There is a scripture in the bible that reads “we were as those that dream.”
This is a job that I’ve applied to on and off over a few years, but nothing ever came of it. This time around, not only was there an actual response, I received a job offer, went to training, and managed to successfully pass my class training.
After about 2 days at home, Monday was my first day doing on-the-job training. It all felt surreal. Even now, it still doesn’t feel real. But oh, it’s very real. I’ve visited a few cities in a matter of 4 days, and spent the majority of my non-work time in Rochester, NY. I had my head in the clouds, got frustrated, scared and was a little unsure of myself. I questioned whether or not I was suited for this position.

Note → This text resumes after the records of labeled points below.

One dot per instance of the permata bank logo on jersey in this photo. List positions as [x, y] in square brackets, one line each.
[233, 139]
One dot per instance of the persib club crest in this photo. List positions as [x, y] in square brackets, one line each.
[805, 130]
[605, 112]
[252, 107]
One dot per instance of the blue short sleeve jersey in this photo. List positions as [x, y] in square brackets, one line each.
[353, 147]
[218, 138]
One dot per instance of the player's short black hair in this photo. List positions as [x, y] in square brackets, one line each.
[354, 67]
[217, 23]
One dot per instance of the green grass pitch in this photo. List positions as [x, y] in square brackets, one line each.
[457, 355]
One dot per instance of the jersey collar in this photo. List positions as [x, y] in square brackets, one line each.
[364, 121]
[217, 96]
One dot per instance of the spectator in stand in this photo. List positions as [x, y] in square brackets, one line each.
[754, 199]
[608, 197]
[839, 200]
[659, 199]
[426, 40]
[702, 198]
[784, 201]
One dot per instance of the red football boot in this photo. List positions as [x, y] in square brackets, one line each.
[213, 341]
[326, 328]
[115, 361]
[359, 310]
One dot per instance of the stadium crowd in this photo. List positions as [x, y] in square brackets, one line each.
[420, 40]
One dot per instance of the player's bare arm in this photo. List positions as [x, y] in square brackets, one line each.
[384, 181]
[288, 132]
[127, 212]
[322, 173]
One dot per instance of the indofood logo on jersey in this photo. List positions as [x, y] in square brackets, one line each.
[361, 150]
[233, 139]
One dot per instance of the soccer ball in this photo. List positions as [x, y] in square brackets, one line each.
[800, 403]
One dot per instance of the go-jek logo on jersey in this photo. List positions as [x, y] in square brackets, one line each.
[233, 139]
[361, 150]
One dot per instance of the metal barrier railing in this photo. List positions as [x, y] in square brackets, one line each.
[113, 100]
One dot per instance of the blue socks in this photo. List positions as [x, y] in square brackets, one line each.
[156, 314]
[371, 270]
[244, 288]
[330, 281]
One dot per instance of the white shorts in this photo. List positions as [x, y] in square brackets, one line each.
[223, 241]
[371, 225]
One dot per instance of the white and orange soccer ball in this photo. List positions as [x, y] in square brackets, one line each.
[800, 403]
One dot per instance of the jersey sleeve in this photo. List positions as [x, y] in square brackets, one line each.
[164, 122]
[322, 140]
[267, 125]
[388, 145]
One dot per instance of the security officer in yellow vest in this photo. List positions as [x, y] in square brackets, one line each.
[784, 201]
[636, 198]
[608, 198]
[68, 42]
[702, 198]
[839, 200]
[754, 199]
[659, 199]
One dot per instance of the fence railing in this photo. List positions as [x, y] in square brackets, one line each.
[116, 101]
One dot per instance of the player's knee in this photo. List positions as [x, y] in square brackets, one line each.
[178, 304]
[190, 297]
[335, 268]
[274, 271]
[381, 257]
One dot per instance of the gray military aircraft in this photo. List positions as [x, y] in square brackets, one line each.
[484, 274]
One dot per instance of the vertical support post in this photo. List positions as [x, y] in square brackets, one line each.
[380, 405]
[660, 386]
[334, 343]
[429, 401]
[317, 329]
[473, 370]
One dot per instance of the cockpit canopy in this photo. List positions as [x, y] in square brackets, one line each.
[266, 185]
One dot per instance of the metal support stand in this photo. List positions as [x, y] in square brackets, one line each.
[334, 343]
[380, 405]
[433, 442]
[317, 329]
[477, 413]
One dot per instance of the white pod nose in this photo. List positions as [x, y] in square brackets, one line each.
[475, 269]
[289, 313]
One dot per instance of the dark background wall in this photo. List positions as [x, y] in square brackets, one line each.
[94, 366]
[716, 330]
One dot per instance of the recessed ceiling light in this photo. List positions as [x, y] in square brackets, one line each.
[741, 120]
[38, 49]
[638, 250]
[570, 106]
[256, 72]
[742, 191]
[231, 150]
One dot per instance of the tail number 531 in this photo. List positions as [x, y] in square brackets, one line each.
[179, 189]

Then something happened. It’s tough to explain, but on that last day, everything clicked. I got ready for show time, and decided to wear red lipstick. Just like my red Tahari shoes, the red lipstick did something for my confidence. I did forget a thing or two, but it all ran smoothly. I was confident, sure of myself, and had all of the main things together. I even managed to show improvement on the part that I struggled with most.
Once my trip was officially done, I was elated. Mostly because I was getting rather tired, but also because my training was over, and my instructor said that I was wonderful. On my sheet, I got to see what he wrote, and I saw these words: Rachel was outstanding. That meant everything to me, especially since I was feeling doubtful at times.
It’s now official. I’m still a little scared, but I’m just going to read over my materials, and reach out to those more experienced than me. It’s the surest way for me to get better and gain the confidence that I need. I can also be assured that I now have a job that will make me happy and afford me the opportunity to travel.
I posted a picture of myself in uniform on Facebook and got so much love and support from those around me. Even though I’m still quite new, I at least feel comfortable enough to tell people what I do. It’s also a blessing to, for once, be proud to tell people where I work and what I do.
What am I?
I’m a flight attendant, and I’m so happy to find a job that finally makes me happy.
Loved ones and neighbors, people I go to church with, former coworkers and friends have been supportive and encouraging. I was surprised to find out how many people have wanted to do what I do and that have even applied for the profession. I owe it to them and to myself to press on. Even on the days when I feel a little unsure, I’m still going for it. At this moment in my life, knowing the things that I enjoy and how well this job fits my personality, I couldn’t imagine doing anything else.
Having said that, I’m also happy this seems to be working out because now my blogs will get more interesting. Lord knows where I’ll be posting from! For right now, though, I’ll be posting from home until my next trip. What’s hilarious is that I’ve been in hotels for so long, I almost thought I was in one this morning when I woke up. I made myself wake up from my daze just to ensure that I was, in fact, home. I think this job will make being home even sweeter.
That first day, my back hurt from trying to stay balanced, I felt like I was bouncing when I was lying still in bed, and I was too fatigued to remember whether or not I showered (I did). Despite all this, my head was still in the clouds (no pun intended. Okay… maybe a little bit). I hope I never come out of this dream phase that I’m in.